Porque al final, como se decía al comienzo, todo acaba en Gustavo Adolfo, un hombre que llegó a la mesa del Romanticismo cuando ya estaban sirviendo los cafés y que fue quien pagó la cuenta, constituyéndose en la rúbrica perfecta para un tiempo que en Sevilla –como todos los tiempos que han llegado a este lugar– no ha terminado de pasar. Quien haya estado en el Puente del Centenario un lunes a las tres de la tarde no sabe lo que es un atasco si no ha estudiado el cruce de eras en la bella Híspalis. Hoy, habla uno de literatura en Sevilla y la gente se imagina unos versos de amor, y eso no es casual.
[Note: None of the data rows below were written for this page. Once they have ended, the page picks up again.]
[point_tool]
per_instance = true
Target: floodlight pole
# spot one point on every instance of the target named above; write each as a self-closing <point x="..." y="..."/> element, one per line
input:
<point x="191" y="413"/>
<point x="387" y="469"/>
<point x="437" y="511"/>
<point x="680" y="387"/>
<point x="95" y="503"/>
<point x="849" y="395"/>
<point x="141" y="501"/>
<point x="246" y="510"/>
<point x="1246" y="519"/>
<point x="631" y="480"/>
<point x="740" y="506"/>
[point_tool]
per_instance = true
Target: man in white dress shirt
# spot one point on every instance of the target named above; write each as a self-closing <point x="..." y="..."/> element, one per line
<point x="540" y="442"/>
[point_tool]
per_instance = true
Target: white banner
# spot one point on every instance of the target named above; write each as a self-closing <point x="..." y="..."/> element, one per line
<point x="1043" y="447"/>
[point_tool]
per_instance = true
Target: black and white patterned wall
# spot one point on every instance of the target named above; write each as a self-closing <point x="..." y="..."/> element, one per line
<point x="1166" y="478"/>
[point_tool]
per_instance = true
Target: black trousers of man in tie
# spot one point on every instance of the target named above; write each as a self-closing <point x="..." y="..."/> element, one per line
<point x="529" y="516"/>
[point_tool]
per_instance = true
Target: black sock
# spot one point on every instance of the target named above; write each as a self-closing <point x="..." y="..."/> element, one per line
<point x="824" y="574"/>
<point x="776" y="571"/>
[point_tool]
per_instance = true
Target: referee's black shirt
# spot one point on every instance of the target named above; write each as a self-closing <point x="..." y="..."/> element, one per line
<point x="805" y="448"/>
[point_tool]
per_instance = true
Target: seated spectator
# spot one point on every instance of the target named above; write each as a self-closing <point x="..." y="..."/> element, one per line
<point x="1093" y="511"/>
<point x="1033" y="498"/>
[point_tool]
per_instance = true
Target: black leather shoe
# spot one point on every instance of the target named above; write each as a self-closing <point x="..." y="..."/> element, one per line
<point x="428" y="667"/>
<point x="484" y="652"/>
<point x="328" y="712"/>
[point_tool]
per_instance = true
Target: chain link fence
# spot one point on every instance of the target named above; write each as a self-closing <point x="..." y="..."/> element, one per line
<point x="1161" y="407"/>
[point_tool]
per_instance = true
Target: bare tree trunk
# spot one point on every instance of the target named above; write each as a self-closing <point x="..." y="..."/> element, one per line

El hiperromanticismo de la capital de Andalucía ha alcanzado niveles tan extremos que su historial literario (brevemente esbozado en estas páginas, sin ánimo de hacer justicia ni de ser exhaustivos ni de nada que se le parezca) viene determinado por un señor que no era romántico, pero que enseñó a serlo; otro que sí lo era, pero que se fue a Londres; otra que también lo fue, pero era de fuera; otros dos que sin ser sevillanos crearon los mitos más descomunales que se recuerdan por aquí; y, como remate, otro más que llegó tarde pero pasa por ser el romántico por antonomasia. Hoy, Sevilla sigue inventándose su propio Romanticismo y le dedica farolas, árboles que se desploman, barrios de inspiración moruna, retablos cerámicos y estanques con patos. Leer a cualquiera de estos autores en el Parque de María Luisa es aventurarse a la sobredosis. Pero eso solo pasará si está de Dios: es lo bueno de la fatalidad, tan romántica ella.